Financial freeze or values tipping point?

The financial meltdown gripping our consciousness is just one of many economic and social indicators reaching historic extremes.

Spouses in dual-income families with children spend an astonishingly brief 12 minutes a day talking with each other. Working Americans clock more hours than people in any other industrialized nation, 30 percent of us taking no vacation time at all. We sleep one hour less nightly than we did in 1970. We say that having sex is our single most favorite activity, but we are so busy on our career and debt treadmills that we spend only three minutes a day doing it.

Since 1960, obesity has tripled to one in three of us. One in four of us has no close friends — more than double the friendless rate in 1985. One in four adults is addicted to a substance or behavior. Lifetime risk of major depression for today’s young adults is seven times higher than for those born two generations earlier.

We want Wall Street heads to roll for the toxic debt bomb, but skip past the mirror when assigning blame. Millions of ordinary Americans blatantly falsified their income statements to qualify for loans to buy bigger houses and flashier cars than we could afford. Tax cheating has tripled since 1990. Sixty percent of high school and college students anonymously admit to academic cheating. Ninety percent of job-seekers falsify their resumes. Gallup polling finds a record 80 percent of Americans viewing our moral values as weak and declining.

After three decades of pedaling harder and faster to meet our culture’s increasingly lofty goals and progressively more inaccessible role models, even the economically secure have reached psychological exhaustion. 

I log on to AOL, and while I can slightly customize my welcome screen I cannot bypass the daily flux of iconic images. Oprah Winfrey, Warren Buffett, Bono, Albert Einstein. One click takes me to exactingly descriptive profiles of America’s 25 most envied people — all smarter, richer, more famous, and with better hair and sex than mine.

Human interest in high-status people is nothing new.

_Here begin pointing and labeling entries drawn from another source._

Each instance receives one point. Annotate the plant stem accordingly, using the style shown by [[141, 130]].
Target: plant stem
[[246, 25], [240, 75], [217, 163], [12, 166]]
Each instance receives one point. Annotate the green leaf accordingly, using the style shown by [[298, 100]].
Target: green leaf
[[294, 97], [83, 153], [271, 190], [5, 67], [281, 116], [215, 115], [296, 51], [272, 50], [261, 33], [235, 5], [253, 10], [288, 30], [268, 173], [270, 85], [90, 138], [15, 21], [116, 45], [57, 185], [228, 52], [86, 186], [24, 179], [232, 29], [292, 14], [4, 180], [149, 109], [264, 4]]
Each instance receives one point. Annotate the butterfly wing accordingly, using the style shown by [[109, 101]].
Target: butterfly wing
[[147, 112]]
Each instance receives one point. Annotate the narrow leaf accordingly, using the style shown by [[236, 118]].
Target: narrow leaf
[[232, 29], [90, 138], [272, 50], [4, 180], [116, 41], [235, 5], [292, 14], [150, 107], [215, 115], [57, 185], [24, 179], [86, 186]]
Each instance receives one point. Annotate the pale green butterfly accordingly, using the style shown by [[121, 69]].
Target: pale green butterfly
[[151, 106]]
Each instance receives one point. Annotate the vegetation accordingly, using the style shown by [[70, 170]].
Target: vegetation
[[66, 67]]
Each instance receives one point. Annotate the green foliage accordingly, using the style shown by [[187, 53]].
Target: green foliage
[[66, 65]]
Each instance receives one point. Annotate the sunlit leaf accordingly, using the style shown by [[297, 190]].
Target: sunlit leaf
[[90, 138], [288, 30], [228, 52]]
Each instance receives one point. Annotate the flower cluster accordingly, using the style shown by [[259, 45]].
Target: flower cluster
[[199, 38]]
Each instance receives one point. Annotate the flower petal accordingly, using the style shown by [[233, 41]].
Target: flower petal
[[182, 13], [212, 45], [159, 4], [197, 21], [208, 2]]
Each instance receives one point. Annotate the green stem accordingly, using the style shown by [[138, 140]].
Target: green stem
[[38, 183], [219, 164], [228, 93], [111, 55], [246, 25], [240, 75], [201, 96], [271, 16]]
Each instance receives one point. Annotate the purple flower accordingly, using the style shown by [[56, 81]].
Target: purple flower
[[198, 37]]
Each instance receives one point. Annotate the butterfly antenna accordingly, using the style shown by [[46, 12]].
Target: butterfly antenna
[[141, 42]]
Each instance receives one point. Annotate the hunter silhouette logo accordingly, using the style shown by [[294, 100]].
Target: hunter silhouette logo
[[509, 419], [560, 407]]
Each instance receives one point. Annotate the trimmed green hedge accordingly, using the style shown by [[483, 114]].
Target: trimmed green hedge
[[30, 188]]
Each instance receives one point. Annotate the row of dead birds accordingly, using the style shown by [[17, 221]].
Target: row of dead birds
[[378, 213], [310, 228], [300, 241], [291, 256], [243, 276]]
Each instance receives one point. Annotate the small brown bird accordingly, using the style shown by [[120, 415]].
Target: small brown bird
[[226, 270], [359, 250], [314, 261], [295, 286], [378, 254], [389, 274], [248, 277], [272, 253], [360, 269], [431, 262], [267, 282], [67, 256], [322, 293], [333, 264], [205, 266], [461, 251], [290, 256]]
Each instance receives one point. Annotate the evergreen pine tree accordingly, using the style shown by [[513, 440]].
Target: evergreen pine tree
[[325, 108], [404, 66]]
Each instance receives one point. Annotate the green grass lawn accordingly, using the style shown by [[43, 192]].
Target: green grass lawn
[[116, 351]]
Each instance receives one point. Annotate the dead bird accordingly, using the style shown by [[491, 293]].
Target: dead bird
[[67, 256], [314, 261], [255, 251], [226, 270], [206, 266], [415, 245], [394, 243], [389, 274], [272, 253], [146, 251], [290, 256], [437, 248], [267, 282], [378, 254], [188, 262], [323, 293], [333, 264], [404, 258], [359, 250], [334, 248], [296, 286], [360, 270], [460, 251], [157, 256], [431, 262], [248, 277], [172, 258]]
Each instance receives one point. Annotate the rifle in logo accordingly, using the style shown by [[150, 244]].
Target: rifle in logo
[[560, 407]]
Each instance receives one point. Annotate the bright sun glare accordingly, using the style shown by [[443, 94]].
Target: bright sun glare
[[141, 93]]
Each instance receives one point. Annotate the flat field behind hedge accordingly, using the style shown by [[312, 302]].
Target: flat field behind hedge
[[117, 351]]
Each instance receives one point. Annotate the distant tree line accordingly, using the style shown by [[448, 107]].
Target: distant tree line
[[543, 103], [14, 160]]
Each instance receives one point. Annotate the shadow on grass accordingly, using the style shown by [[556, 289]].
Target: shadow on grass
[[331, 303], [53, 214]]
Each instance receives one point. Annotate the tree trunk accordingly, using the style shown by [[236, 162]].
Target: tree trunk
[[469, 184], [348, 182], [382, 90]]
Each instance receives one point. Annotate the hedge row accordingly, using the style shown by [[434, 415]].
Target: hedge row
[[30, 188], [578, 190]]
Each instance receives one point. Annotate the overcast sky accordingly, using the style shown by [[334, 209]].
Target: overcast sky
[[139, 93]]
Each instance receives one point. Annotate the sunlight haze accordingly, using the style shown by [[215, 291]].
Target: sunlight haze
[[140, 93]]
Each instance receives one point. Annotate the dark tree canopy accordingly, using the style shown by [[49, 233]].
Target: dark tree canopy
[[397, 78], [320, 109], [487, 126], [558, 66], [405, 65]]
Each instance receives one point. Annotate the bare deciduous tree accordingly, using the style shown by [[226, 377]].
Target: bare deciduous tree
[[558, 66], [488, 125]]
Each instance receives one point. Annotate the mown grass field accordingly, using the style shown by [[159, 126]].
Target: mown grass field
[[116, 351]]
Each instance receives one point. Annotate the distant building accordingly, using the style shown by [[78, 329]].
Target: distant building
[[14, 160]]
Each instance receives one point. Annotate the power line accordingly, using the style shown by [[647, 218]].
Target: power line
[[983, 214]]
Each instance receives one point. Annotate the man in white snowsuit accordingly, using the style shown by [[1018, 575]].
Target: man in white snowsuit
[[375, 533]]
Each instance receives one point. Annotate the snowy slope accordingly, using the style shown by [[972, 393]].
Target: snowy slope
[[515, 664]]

It’s a healthy shortcut in selecting competent leaders. What’s new is that the typical American adult now spends nine hours each day — more than any other waking activity — consuming some form of media. What’s new is that, over the past two to four decades, media culture has grown to saturate our psychologies with the managed images and vivid, intimate detail of these toweringly famous, wealthy and beautiful people.

The saturation has warped our aspirations and made us delusional. Thirty percent of us think we will become famous; 45 percent think we will become wealthy.

What’s also new is the global economy. Its eclipse of local life and endeavor has left most of us with no place to satisfy our healthy need for recognition of our modest but real talents and contributions.

Thirty years ago, the average pay for the top hundred American CEOs was $1.2 million in today’s dollars; by 2006, it was $51 million. Millionaires – 9 million in the U.S — have become almost ordinary in a world with more than 1,000 billionaires.

Last year, the University of Pennsylvania rejected one-third of high school valedictorians and 70 percent of those with near-perfect SAT scores.

In 2008, our hyper-oxygenated goals and expectations finally crashed against our abilities and our ability to pay. The good news is that we are ready to question these goals and role models and, in the process, to redefine the meaning of success in America.